Je demande pardon d’être
le survivant.
Pas pour longtemps, bien sûr.
Tranquillisez-vous.
Mais je dois confesser, reconnaître
que je suis survivant.
S’il est triste/comique
de demeurer assis à l’orchestre
quand le spectacle est terminé
et qu’on ferme le théâtre,
il est plus triste/grotesque de rester en scène,
acteur unique, sans rôle,
quand le public déjà s’en est retourné
et que seuls les cafards
circulent parmi les miettes.
Notez bien : ce n’est pas ma faute.
Je n’ai rien fait pour être
survivant.
Je n’ai pas supplié les hautes instances
de m’épargner aussi longtemps.
Je n’ai tué aucun de mes compagnons.
Si je ne suis pas sorti violemment,
si je me suis laissé aller à rester, rester, rester,
ce fut sans intention seconde.
On m’a lâché ici, voilà tout,
et tous s’en sont allés, un à un,
sans prévenir, sans me faire un signe,
sans dire adieu, tous s’en sont allés.
(Il y eut ceux qui en rajoutèrent en silence.)
Je ne me plains pas, je ne leur reproche rien.
Assurément ils n’avaient pas prémédité
de me laisser livréà moi-même,
perplexe,
désentraillé.
Ils n’ont pas remarqué qu’il en resterait un.
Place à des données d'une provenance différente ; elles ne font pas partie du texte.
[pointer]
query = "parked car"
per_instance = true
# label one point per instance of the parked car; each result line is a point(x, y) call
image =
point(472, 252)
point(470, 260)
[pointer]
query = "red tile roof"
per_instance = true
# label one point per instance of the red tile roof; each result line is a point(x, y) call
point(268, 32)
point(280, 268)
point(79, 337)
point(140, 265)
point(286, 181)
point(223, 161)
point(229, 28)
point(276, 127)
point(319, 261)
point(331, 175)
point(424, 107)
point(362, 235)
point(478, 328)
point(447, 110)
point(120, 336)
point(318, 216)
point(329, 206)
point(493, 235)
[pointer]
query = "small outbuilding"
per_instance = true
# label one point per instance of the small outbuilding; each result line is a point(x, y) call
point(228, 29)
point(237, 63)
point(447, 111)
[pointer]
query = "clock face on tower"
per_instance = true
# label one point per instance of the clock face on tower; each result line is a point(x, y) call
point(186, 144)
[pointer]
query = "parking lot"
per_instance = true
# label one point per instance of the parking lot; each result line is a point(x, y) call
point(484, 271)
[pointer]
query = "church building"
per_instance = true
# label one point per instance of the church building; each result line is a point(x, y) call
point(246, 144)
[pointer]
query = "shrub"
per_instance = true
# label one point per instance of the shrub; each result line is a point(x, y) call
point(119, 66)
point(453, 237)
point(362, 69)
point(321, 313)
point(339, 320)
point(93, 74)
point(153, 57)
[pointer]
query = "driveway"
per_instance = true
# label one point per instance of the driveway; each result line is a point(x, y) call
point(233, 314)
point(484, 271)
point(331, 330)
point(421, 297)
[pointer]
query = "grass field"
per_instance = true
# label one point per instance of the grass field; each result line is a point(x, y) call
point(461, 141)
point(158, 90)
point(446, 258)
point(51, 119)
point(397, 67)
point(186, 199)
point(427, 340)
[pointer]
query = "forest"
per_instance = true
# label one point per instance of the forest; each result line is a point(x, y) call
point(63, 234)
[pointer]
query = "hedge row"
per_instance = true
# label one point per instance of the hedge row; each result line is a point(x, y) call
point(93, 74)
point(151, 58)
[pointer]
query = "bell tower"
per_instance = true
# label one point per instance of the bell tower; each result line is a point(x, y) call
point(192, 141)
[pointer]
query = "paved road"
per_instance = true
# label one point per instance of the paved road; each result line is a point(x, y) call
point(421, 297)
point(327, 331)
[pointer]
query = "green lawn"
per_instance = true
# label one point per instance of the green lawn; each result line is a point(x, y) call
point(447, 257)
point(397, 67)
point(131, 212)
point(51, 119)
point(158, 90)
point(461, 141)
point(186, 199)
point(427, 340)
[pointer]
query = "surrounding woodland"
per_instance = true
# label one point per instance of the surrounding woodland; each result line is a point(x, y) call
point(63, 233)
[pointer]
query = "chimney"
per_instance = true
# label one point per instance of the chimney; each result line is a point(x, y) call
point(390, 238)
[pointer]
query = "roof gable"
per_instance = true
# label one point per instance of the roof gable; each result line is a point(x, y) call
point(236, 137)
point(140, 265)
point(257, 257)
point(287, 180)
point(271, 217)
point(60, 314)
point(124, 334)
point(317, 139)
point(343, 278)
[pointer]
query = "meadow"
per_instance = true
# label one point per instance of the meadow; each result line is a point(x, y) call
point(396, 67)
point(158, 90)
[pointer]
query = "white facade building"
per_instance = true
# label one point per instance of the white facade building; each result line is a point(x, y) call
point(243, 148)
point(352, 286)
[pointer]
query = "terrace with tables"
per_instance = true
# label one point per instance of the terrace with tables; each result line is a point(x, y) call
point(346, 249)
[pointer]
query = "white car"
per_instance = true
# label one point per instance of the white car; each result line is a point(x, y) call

C’est bien cela. Je suis devenu, ils m’ont fait devenir
sur-vivant.
S’ils s’étonnent que je sois en vie,
je précise : je suis en survie.
Quant à vivre, à proprement parler, je n’ai pas vécu
sinon en projet. Ajournement.
Calendrier de l’année suivante.
Je n’ai jamais eu conscience d’être en vie
lorsqu’autour de moi ils étaient tant à vivre ! tellement.
Quelquefois je les ai enviés. D’autres fois, j’avais
pitié de voir tant de vie s’épuiser à vivre
tandis que le non-vivre, le survivre
duraient, en perdurant.
Et je me mettais dans un coin, dans l’attente,
contradictoirement et simplement,
que vînt l’heure de
vivre aussi.
Elle n’est pas venue. J’affirme que non. Tout n’a été qu’essais,
tests, illustrations. La vraie vie
souriait au loin, indéchiffrable.
J’ai laissé tomber. Je me suis rassemblé
de plus en plus, coquille, dans ma coquille. Maintenant
je suis survivant.
Un survivant dérange
plus qu’un fantôme. Je le sais bien : moi-même
je me dérange. Le reflet est une preuve féroce.
J’ai beau me cacher, je me projette,
je me renvoie, je me provoque.
Rien ne sert de me menacer. Je reviens toujours,
tous les matins je me reviens, je vais et viens
avec l’exactitude du facteur qui distribue les mauvaises nouvelles.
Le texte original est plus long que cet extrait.